Рет қаралды 3,858
Episode 82 of the Stanford MLSys Seminar Series!
Democratizing Foundation Models via k-bit Quantization
Speaker: Tim Dettmers
Abstract:
Foundation models are effective tools for many tasks but are challenging to finetune and inference due to their GPU memory requirements. Compressing foundation models with k-bit quantization makes them more accessible with minimal resources, but k-bit quantization can lead to degradation in model quality. In this lecture, I will talk about fundamental insights into how to compress foundation models with quantization while maintaining their predictive performance. We will learn about emergent outliers in large language models (LLMs) and how they affect performance during 8-bit quantization. We will learn how to do effective k-bit compression of pretrained large language models such that we maximize their density of predictive performance per bit. We will also talk about how to do efficient fine-tuning of quantized 4-bit LLMs (QLoRA) and how this helps to build state-of-the-art chatbots.
Bio:
Tim Dettmers is a graduating PhD student advised by Luke Zettlemoyer at the University of Washington in Seattle. He holds degrees in applied math and computer science and has a background in industrial automation.
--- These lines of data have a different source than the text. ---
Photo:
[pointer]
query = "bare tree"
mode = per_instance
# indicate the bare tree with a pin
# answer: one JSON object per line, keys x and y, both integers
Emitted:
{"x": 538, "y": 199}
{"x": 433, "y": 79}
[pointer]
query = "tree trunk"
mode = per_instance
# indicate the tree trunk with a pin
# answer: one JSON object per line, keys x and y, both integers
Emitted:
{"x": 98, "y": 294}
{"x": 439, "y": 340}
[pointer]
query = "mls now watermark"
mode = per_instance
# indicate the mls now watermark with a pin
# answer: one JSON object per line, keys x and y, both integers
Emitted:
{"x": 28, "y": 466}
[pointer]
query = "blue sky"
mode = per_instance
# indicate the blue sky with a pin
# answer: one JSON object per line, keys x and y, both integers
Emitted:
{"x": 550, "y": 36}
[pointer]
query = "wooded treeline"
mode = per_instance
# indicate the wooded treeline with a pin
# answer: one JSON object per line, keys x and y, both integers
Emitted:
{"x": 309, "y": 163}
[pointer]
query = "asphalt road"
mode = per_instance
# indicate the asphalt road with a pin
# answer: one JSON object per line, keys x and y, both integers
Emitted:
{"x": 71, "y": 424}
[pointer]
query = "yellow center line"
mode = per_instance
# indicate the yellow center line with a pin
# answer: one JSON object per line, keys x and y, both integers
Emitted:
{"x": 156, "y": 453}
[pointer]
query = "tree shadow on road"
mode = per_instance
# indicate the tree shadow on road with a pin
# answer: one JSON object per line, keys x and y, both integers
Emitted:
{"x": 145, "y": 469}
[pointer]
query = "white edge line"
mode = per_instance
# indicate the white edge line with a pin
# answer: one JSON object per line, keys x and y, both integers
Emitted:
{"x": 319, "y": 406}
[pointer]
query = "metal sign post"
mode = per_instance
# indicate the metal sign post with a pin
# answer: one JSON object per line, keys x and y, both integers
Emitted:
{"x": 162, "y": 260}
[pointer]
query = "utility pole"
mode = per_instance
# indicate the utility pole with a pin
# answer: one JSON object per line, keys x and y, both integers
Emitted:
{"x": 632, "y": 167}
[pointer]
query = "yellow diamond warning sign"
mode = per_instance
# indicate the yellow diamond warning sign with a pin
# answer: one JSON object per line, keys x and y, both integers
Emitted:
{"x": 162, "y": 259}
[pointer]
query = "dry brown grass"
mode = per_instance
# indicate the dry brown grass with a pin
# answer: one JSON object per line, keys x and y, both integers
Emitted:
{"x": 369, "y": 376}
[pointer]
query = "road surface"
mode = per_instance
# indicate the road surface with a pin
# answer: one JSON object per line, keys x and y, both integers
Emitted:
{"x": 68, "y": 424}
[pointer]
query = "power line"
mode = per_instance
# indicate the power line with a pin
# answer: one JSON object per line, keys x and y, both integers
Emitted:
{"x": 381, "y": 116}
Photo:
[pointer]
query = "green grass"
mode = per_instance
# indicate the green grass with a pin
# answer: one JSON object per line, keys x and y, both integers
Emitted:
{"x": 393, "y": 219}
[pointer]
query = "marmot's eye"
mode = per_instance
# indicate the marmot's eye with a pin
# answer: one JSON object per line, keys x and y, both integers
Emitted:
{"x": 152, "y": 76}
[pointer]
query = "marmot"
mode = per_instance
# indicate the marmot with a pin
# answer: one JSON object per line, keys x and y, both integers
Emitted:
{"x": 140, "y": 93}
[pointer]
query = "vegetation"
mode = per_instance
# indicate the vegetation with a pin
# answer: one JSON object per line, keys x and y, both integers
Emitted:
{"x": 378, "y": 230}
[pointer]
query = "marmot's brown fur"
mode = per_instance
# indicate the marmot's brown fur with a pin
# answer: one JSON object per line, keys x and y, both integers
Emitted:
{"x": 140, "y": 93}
His primary research goal is to democratize foundation models by making them more efficient and accessible through quantization, sparsification, and building machine learning systems that use consumer-grade hardware. He is the creator of the bitsandbytes library. Tim runs a blog about deep learning, GPUs, and PhD life at timdettmers.com.
--
Stanford MLSys Seminar hosts: Simran Arora, Dan Fu
Twitter:
/ simran_s_arora
/ realdanfu
--
Check out our website for the schedule: mlsys.stanford.edu
Join our mailing list to get weekly updates: groups.google....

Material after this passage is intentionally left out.